Outra vez um domingo, dez anos depois, a avó já falecera, vivia eu só^com o avô. Saí para ir ao futebol, ao Benfica, que jogava em casa, na chamada "estância da madeira", no Campo Grande, perto do campo do Sporting. Fui apanhar o carro eléctrico à Avenida que já vinha apinhado. Quem me pôs lá
dentro, ou melhor, nos pôs, foi uma mulher ainda nova, dos seus trinta anos, resoluta, descarada, sem cerimónias, que apareceu apressada atrás de mim. Acomodámo-nos a um canto da plataforma traseira
por onde, então, se entrava. Agradeci-lhe a ajuda e ela piscou-me o olho. Sentia-lhe o corpo bem junto ao meu e não ousava mexer-me, mas ela chegava-se sem pudor e as suas mãos começaram a explorar-me. Descontraí, ajeite-me e entreguei-me às ditas, fingindo não ver, envergonhado, alguns sorrisos à minha volta. Foi uma viagem para esquecer, que não esqueci.
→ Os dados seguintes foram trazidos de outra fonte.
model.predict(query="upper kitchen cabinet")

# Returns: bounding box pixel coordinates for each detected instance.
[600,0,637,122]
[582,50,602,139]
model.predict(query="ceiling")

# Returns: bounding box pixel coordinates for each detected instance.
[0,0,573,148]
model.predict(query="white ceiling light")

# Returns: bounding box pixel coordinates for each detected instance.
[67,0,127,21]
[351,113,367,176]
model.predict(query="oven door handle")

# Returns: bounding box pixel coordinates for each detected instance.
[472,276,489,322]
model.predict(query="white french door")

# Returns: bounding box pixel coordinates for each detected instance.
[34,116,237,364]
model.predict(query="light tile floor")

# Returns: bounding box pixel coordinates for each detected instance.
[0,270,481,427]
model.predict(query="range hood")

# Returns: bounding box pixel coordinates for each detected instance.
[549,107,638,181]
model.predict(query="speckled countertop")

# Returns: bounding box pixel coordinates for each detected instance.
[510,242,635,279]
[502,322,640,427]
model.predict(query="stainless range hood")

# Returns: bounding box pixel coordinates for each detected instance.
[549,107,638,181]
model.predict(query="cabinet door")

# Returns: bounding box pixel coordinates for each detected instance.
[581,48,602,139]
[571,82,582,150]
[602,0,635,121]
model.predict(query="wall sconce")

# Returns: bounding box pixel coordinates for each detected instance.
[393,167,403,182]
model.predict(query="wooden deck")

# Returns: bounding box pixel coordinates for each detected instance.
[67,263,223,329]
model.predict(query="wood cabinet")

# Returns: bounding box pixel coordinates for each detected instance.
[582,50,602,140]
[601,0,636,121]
Ela saiu uma paragem antes do
Campo Grande, com um sorriso provocador e convidativo. Desconcertado, apatetado, deixei-a ir. Ao sair, na paragem seguinte, olhei à volta, mas já era tarde. E fui para o futebol, recriminando-me pela timidez. 
Há assédios e assédios, naturalmente, mas quem é que nunca foi assediado, quem é que nunca assediou?         

8 de fevereiro de 2018

Uma barbaridade!

Sim, barbaridade, é o mínimo que lhe posso chamar. Não lhe pertenço, nem por ela tenho grande simpatia, mas sejamos justos, não foi propriamente a Igreja, como anuncia o jornal Público, mas um dos seus membros, o cardeal patriarca de Lisboa, que lançou o conselho: católicos recasados, vivam  em abstinência sexual . Ou seja, casal recasado, vivam como irmãos, de preferência em camas separadas, porque o diabo tece-as. Senhor cardeal, sem dúvida que muitos dos seus iguais, e muitos dos seus apaniguados, muita Igreja, estará consigo, mas e Deus? Será que Deus, se existisse, o elogiaria? Problema seu, naturalmente! Mas, senhor cardeal, atenção, o seu conselho tem algo de lesa pátria, de traição à pátria. Porquê? Por que a população portuguesa tem diminuído, há mais falecimentos do que nascimentos, e o conselho aos casais recasados de não acasalarem, de praticarem  abstinência sexual, agrava o problema. Senhor cardeal, cuide-se, porque o M.P., desesperado, anda numa de "caça à multa".